Questa voce è stata pubblicata in Attualità Media & Società, Social e News tecnologiche e contrassegnata con , , , , , , , , , , , , , , , , . Contrassegna il permalink.

20 risposte a A chi non piace l’Huffington Post

  1. Giuseppe Sciara ha detto:

    Post perfetto e ineccepibile. Brava! Mi piace tantissimo la conclusione “il lavoro, quello per cui accedi al tasto “invia il tuo CV…”

  2. Bravissima, bel post davvero! (già commentato su FB 😉

  3. checcao ha detto:

    Bel post! La penso come te, soprattutto sul lato retribuzione. Ma caspiterina, combattiamo ogni giorno contro chi vuole post per meno di 1 cent a parola e poi arriva l’Annunziata di turno e si abbassa tutti la testa? E tutti quei bei discorsi sui professionisti web? Quanto costa un articolo per il web? Niente, se lo scrivi per Huffington post. Sì, come non costa niente il pane, il latte, la corrente elettrica, vero?
    Il volontaria si fa alla Croce Rossa, o alla Misericordia… a chi ne ha veramente bisogno. Ricordatevelo sempre, soprattutto chi si è fatto grande con la storia del professionista web… sì, un professionista non pagato…

  4. fioridilylla ha detto:

    Bel post! L’ho condiviso ovunque 🙂

  5. Lorenzo Strambi ha detto:

    Bell’articolo e sono naturalmente d’accordo lato retribuzione. Mi spiace che molti però non condividano la nostra opinione, vedi ad esempio Rudy che tra l’altro è anche uno molto “seguito” e conosciuto.

  6. @serenatudisco ha detto:

    …ma soprattutto loro “lavorano” pure gratis?

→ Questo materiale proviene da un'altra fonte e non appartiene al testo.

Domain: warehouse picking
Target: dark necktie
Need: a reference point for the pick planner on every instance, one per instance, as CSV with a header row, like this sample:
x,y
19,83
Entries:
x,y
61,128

  7. Riccardo Esposito ha detto:

    @caffeinainchiostroecaos Si può chiedere di farlo una volta ogni tanto, senza pretendere un articolo al giorno. (rispondo qui perché il comemnto non mi dà la replica).

  8. Pingback: L’Huffington Post arriva in Italia: la rassegna di Monujo #17

  9. Pingback: Quanto vale il tuo lavoro | caffeinainchiostroecaos

  10. Pingback: Quanto vale il tuo lavoro? « quarantelli

  11. Pingback: Quanto vale il tuo lavoro? | Giovane Italia Parma

  12. Giuseppe D'Elia ha detto:

    Questo post resta brillante a distanza di tanto tempo dal lancio dell’Huff italia…
    E mi vien da dire anche, al vedere i contenuti spesso proposti, che sta nettamente procedendo per il verso sbagliato… ma in italia la testata fa notizia anche se si scrive una vaccata, quindi avranno il loro seguito, o meglio saranno entusiasta dei numeri… senza considerare nient’altro.